Medication hemorrhagic bleeding - Medication hemorrhagic diathesis is more often capillary, less often large-vascular hemorrhages caused by overdose or improper use of indirect anticoagulants and / or heparin preparations.
Hemorrhagic diathesis associated with errors in the use of drugs based on indirect anticoagulants and / or heparin occur either during self-treatment with such drugs, or as complications of the treatment of thromboembolic complications and thrombosis.
The control of the correct use of remedies of this kind is a blood test for the prothrombin index, the value of which should not go beyond the lower limit of 20%. Low values of the prothrombin index indicate that the amount of substances (factors of the prothrombin complex - prothrombin and proconvertin) synthesized in the liver decreases in the blood. This blood composition leads to the appearance of hemorrhages in the skin, in the superficial muscle layer, causing visible hematomas and capillary bleeding under normal pressure on the skin or muscles, with minor injuries, as well as with subcutaneous and intramuscular injections. In addition, hematuria (the appearance of blood clots in the urine) can be observed, often accompanied by renal colic, as well as bleeding from the gastrointestinal tract associated with previously unidentified stomach or duodenal ulcers, which begin to bleed.

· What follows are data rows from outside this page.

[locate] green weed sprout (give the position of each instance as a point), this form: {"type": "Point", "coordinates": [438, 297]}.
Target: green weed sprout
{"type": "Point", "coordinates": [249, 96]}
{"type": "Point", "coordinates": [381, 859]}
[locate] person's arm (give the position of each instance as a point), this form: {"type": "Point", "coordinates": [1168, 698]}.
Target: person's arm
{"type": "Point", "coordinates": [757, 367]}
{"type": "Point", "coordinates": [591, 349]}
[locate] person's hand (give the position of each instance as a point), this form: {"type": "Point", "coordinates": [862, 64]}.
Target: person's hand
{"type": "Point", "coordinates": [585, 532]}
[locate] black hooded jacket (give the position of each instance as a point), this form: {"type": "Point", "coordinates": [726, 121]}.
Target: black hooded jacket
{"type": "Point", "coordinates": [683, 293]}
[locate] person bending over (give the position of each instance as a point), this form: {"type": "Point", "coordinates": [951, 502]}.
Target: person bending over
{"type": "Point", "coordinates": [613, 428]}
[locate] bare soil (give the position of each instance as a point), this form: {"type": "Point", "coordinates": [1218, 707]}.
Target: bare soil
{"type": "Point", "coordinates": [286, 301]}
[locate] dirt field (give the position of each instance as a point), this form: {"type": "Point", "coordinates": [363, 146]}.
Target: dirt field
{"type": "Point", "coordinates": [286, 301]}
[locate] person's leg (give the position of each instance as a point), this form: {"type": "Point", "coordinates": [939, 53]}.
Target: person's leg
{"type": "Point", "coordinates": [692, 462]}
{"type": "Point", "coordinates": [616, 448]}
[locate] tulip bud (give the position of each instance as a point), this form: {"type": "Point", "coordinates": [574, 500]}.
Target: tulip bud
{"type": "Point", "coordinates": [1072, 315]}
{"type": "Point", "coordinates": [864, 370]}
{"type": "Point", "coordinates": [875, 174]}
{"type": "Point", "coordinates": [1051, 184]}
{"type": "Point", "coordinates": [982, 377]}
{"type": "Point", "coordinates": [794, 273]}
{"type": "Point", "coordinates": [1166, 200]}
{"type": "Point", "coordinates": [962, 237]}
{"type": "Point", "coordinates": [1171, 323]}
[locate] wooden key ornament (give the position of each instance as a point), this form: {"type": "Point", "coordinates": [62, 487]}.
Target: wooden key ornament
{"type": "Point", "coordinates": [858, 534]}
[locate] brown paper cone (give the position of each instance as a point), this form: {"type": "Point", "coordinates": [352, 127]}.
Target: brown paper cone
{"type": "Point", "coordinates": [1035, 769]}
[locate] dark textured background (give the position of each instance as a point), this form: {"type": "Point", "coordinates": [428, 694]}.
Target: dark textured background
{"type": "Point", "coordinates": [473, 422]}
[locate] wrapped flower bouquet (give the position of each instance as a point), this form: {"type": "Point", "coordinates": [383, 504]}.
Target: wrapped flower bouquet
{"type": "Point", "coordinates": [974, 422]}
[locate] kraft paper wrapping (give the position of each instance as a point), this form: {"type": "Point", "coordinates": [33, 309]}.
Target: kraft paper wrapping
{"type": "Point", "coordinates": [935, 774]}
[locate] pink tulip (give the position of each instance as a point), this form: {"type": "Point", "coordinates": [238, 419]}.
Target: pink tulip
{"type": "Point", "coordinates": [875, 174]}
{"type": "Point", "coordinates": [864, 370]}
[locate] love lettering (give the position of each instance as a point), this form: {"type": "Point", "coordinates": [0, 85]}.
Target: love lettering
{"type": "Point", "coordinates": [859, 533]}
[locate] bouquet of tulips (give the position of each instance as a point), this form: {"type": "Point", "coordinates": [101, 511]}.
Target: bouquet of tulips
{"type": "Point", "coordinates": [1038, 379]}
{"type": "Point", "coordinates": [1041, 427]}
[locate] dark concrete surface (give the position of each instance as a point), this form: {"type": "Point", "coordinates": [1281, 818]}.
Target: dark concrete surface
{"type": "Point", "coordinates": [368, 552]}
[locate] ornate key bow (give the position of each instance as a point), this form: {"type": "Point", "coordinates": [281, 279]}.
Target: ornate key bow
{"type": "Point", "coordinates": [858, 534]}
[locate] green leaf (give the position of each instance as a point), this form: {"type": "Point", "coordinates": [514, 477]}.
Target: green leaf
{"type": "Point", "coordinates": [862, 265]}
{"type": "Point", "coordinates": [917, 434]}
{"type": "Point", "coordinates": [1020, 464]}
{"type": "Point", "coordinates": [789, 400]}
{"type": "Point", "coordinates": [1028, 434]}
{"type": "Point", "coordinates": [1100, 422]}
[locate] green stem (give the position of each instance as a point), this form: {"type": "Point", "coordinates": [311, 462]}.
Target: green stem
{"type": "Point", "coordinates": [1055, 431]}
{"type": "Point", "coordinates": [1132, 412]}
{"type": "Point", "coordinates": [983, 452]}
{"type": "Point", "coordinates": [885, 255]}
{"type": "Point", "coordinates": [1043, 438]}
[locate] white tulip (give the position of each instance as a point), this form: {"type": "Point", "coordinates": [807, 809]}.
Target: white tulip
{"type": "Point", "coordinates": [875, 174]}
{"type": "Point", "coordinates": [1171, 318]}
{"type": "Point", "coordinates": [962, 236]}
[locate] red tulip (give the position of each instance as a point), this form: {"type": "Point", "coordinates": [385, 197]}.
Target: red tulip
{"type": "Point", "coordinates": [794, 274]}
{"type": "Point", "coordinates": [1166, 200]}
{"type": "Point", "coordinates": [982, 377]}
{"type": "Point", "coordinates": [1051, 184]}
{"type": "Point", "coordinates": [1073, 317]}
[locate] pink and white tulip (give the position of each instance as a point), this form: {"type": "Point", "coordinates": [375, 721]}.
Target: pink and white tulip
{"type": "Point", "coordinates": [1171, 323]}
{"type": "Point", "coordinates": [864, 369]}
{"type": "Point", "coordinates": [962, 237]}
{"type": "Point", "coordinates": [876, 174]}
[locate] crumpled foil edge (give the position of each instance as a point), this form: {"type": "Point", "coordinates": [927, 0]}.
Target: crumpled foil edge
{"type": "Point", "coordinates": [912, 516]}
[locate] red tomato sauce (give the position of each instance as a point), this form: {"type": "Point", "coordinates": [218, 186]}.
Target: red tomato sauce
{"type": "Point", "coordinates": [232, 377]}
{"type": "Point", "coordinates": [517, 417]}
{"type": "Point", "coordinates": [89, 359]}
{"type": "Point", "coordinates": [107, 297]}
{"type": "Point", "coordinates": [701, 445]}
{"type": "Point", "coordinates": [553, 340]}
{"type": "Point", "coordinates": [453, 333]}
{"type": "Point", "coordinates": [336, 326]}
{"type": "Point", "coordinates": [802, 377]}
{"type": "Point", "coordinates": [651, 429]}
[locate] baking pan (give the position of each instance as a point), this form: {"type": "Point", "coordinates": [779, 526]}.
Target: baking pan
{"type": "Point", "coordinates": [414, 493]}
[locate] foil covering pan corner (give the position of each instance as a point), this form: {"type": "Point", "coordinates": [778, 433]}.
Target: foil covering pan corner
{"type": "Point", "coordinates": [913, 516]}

How to stop medication hemorrhagic bleeding (medication hemorrhagic diathesis)?
In the event of hemorrhages against the background of the use of indirect coagulants and / or heparin, these drugs are canceled and rehabilitation therapy is carried out taking into account changes in the prothrombin index.
Heparin, as a universal coagulant, is capable of causing bleeding of various localization, as it neutralizes or slows down all three phases of blood coagulation. Its antidote is a heparin antagonist - a 1% solution of protamine sulfate (0.1 mL neutralizes 85 U of heparin) - administered intravenously by drop or jet under the control of the prothrombin index.
Preparations of indirect coagulants (coumarin and phenylindandione derivatives) have a vitamin K antagonist (vicasol) and its synthetic analogs - this is an antidote for dicoumarin and its derivatives. Vitamin K1 is used as an antidote - for phenylin and omefin.
For profuse bleeding, blood transfusion and other hemostatic drugs (sodium chloride, calcium chloride, caproic acid preparations and others) are used.
After stopping drug bleeding, the corrected intake of indirect anticoagulants is resumed after a few days under the control of the prothrombin index.